Describe the project, program, or initiative this grant will support to address the issue.

We will train 20 nonprofit leaders in LA County who are both Black, Indigenous, or people of color (BIPOC) and Lesbian, Gay, Bisexual, Trans, Queer, and/or Intersex (LGBTQI+) on: the scope of CSA, evidence-based practices and solutions, and how to foster a community of peer support while addressing this violence. We will run two concurrent cohorts: one of 10 LGBTQI+ Black and Native survivors, and one of 10 LGBTQI+ survivors of color (separating folks this way due to requests from our own membership base over the years). We will bring both cohorts together for the kick off and closing events. This program would be the first of its kind in LA County and perhaps in the US. The first three months will be used to design and implement the application and outreach process. Over the six month program period, the cohorts would attend a series of workshops on the disproportionate effect of CSA on the LGBTQI community, design and test innovations addressing survivorship at their staff, member and client levels, and learn to educate their public community about the scope of the issue. Each trainee will also receive coaching and technical assistance to support the design of a small pilot (an event or training) they will implement during the program, culminating in a presentation showcase. The final three months of the grant period will entail evaluation and dissemination of learnings.

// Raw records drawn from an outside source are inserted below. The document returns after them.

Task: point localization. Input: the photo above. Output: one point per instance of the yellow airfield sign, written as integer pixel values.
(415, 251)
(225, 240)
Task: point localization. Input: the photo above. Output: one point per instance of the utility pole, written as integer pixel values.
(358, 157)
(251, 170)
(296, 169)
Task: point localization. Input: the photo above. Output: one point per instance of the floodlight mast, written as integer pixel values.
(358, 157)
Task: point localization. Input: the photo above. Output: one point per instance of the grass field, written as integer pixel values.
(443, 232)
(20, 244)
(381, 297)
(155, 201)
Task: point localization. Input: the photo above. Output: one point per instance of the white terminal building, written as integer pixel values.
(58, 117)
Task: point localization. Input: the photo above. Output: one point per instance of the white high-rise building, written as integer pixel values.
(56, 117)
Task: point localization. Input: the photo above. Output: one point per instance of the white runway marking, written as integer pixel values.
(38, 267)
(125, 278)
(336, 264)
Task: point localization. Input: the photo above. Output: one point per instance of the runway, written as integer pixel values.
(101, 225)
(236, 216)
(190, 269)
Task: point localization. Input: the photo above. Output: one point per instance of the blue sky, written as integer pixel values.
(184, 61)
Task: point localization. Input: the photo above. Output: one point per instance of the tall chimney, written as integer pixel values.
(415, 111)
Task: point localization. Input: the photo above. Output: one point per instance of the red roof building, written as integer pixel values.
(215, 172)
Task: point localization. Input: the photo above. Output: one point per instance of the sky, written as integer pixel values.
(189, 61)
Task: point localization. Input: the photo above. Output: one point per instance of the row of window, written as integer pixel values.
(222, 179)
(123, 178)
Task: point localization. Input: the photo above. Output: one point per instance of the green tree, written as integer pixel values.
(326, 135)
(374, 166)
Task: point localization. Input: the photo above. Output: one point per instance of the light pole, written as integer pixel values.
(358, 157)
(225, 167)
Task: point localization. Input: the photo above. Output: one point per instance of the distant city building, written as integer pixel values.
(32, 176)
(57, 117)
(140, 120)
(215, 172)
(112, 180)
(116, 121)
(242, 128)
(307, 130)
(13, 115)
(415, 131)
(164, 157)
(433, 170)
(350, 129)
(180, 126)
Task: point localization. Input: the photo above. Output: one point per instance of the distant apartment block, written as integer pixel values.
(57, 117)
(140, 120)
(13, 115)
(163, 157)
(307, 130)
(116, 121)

Describe how Los Angeles County will be different if your work is successful.

Mirror Memoirs expects this initiative to increase the capacity of LA County organizations to address CSA survivorship among their staff, members and clients, creating a stronger ecosystem of organizations addressing the needs of some of the most vulnerable Angelenos: BIPOC LGBTQI+ survivors. Our long-term goal is to increase the capacity of all social justice and direct service organizations to both address CSA survivorship among staff and clients and prevent this violence from occurring. We envision this work beginning in Los Angeles County, where we are headquartered, but scaling over time throughout California (and eventually nationwide).

What evidence do you have that this project, program, or initiative is or will be successful, and how will you define and measure success?

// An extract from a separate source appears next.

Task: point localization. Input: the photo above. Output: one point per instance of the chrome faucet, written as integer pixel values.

All of Mirror Memoirs' programming is designed by our staff, Board and Core Members, 100% of whom are from our membership base and have extensive experience as community organizers, educators, public health experts, policy advocates, nonprofit leaders and academic and community-based researchers. We piloted our Training Institute for BIPOC LGBTQI survivors in 2019, with great success (as measured by post-cohort surveys tracking self-reported data on feeling part of a community of belonging, feeling autonomy and skill around having tools and support for ongoing healing and for organizing to end the ongoing violence of child sexual abuse, and on trainees' post-cohort opportunities to get paid to engage in related work).

Approximately how many people will be impacted by this project, program, or initiative?

Direct Impact: 20

Indirect Impact: 2,000

Describe the role of collaborating organizations on this project.

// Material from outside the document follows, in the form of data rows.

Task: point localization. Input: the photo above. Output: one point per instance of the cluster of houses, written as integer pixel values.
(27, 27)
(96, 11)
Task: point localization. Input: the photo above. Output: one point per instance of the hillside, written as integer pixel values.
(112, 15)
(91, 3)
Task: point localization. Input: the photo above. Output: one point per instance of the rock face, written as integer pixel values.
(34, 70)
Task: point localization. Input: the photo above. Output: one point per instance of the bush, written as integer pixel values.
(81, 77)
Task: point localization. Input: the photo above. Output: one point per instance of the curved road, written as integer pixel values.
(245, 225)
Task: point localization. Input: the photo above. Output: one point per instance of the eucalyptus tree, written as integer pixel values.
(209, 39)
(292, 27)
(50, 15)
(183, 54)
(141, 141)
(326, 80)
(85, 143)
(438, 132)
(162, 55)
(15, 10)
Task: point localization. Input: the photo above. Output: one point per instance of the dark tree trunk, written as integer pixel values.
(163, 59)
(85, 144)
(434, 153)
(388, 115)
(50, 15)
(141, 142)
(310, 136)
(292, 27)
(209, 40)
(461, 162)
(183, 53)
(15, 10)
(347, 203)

While this is not a collaborative proposal, we will recruit the 20 Training Institute cohort members from our existing network of partner organizations throughout LA County. Our members include leaders of several BIPOC LGBTQI+ serving organizations, including but not limited to: TransLatin@ Coalition, APAIT, Gender Justice LA, Trans Wellness Center, Unique Woman's Coalition, APAIT, TG/Enby Project, LA Spoonie Collective, Long Beach LGBTQ Center, LA LGBT Center Trans Economic Empowerment Project and the Trevor Project. Our office is also located in the Connie Norman Transgender Empowerment Center. Moreover, our work with the CA Transgender Policy Alliance has deepened our relationships with our coalition partners, including a network of over 20 organizations throughout Southern California.